Repeat performance of 2021 in Gascony with small yields confirmed for the white wines

fter frost, hail and then drought, the small 2022 harvest in the Gers area of South-West France has been confirmed and companies are scrambling to access even the smallest volumes available. Although the PGI Côtes de Gascogne producers’ organisation is loath to release figures until official harvest returns have been filed, its director Alain Desprats warns that output will be a far cry from the 1.7 million hectolitre average for the Gers wine region, “bearing in mind that there is uncertainty to within 100,000 hl”, he says.
Desprats adds that drought alone affected harvest potential by 20 to 30%. “In a normal year, half of the volume, or 850,000 hl, goes to PGI Côtes de Gascogne, 400,000 hl to Vin de France, 200,000 hl are base wines for Armagnac and the rest is produced under the department's appellations”. Base wines for Armagnac are likely to be the most penalised, “because producers tend to favour market-worthy wines”, explains Desprats.
But the most worrying aspect is the succession of two poor harvests, which means that the buying season is starting “with no inventories, whereas we started the previous season with normal stocks”, says broker François Tarrit.

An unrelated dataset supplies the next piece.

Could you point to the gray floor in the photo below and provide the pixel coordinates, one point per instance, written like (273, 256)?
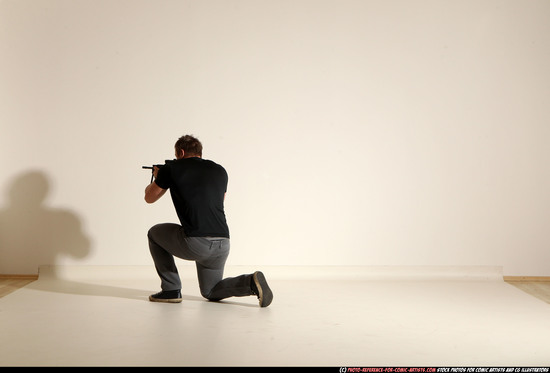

This maintains pressure on availability and prices. “Prices were already high last year”, recalls Desprats, and for Tarrit, there is no other option than for “prices to stay firm, but not in excess of those for the previous vintage, at around €100/hl for Colombard and €110-115/hl for Sauvignon.”
More broadly speaking, some firms went to Gers for procurements of “fresh, aromatic whites blended into Vins De France, so levels of Vin De France for this vintage will need to be ascertained, both by volume and quality, because if the usual styles are not there, those volumes will have to be found elsewhere, probably in Languedoc”, comments Florian Ceschi, director of brokerage firm Ciatti Europe.